Don't ask again for 30 days A user can click the 30 day checkbox to gain the benefit of MFA without having to enter the verification code at every login. |
|
|
I don't have my phone with me
If you don't have your phone with you, AroFlo can email you a one-time code you can use instead. Note that you won't be able to use the Don't ask again for 30 days option if doing it this way.
You will not have this option if your user card does not contain an email address. Your Site Administrator can add or amend this if you don't have the option.
Show this
- Click Email one time code instead (or Email one time code if configuring MFA)
- On the next screen, click Send Code to confirm
- Check your email for the 6 digit code and type this into AroFlo
- Click Verify.
Troubleshooting
We've put together some common issues you may experience when using MFA:
I scanned the code using my camera and now I can't find the authenticator app
If you scanned the QR code straight from your device's camera instead of via one of the above mentioned authenticator apps first, you may be using your device's default authenticator app. See the below tabs for information that may help you.
iPhone
You're likely using the Passwords app. Find this within your apps and look for the Codes section. Your AroFlo verification code should be located here.
Samsung
You're likely using the Samsung Pass feature, which is located within the Samsung Wallet app. Your AroFlo verification code should be located here.
You can continue to use these methods to use MFA and sign in to AroFlo, or alternatively, you can reset MFA or get a Site Administrator to do this (see Manage MFA, below), and start the process again using one of the three recommended authenticator apps.

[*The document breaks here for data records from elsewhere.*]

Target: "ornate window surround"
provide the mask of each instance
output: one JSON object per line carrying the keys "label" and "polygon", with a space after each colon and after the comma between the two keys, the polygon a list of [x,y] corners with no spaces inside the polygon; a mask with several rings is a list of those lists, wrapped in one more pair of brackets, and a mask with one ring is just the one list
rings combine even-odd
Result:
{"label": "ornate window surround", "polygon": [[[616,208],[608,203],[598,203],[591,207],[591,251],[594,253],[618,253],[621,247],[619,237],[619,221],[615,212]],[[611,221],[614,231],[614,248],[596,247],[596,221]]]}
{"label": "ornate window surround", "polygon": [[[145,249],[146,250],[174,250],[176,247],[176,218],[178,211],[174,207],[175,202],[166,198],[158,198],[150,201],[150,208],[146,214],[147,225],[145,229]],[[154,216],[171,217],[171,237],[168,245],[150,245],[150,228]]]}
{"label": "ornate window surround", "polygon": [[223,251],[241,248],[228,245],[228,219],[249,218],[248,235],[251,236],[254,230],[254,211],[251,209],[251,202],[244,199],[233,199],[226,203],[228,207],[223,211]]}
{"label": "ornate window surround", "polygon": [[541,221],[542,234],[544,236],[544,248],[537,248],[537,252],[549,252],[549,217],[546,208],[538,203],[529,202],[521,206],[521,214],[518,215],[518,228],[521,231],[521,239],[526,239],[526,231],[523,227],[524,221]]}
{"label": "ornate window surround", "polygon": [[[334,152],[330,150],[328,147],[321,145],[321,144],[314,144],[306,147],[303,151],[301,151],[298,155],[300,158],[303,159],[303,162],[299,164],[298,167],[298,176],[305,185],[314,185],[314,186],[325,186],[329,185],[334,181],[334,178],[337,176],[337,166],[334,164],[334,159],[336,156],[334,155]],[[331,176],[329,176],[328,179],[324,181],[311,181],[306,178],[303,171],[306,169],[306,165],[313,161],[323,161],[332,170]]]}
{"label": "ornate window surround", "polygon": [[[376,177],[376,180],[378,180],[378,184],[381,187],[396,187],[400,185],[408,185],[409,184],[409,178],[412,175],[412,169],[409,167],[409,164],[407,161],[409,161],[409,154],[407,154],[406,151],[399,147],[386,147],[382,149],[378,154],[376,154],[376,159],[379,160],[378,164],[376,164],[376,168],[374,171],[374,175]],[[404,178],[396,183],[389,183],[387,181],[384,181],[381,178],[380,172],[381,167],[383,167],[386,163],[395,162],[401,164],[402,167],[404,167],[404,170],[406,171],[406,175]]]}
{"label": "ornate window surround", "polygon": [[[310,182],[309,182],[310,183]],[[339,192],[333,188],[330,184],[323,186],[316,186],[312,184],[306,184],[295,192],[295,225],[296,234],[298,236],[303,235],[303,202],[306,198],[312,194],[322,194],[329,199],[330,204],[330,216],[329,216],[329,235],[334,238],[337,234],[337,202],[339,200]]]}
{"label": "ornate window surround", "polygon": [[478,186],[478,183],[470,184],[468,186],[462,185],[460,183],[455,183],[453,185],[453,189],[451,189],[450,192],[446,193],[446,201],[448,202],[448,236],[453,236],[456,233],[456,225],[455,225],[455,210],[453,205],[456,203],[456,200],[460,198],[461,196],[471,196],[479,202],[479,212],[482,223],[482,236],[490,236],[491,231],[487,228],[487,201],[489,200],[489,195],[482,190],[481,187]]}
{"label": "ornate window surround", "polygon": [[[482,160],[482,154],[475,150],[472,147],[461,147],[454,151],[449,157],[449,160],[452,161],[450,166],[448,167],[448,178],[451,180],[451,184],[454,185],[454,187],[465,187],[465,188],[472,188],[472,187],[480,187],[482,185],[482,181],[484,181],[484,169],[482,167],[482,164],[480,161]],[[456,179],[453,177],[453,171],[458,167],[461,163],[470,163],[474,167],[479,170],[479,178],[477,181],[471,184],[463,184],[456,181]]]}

See Configure MFA, above.
I'm not receiving the email with my one-time code
If you're not receiving the email with your one-time code:
- Check your spam or junk email, in case the email landed there
- Ensure your email address is correct on your user card (you may need to check with your Site Administrator if you cannot access this information)
- Check with your IT team that emails are being received correctly.
My authenticator codes don’t work
This can happen for a few reasons, including that time isn’t correctly synced on your Authenticator app. Look for settings such as 'Time correction' or 'Sync' in your chosen app.
Click the relevant Help link below.
|
|
|
Manage MFA
Once a user has MFA enabled and configured, it can be managed from their user card.
- In AroFlo Office, go to Site Administration > Users > Select User.
Alternatively, go to Manage > Users > Select User. - Under Multi-factor Authentication, click Manage. You will see the Manage MFA Verification window.
Disable MFA
- From the Manage MFA Verification window, click Disable.
- A window to confirm will appear. Click Disable.
Reset MFA
Reset MFA allows a user to configure MFA again.
Use this when a user loses access to a device that has the Authenticator App.
- From the Manage MFA Verification window, click Reset.
- Refer to 'Configure MFA' instructions above.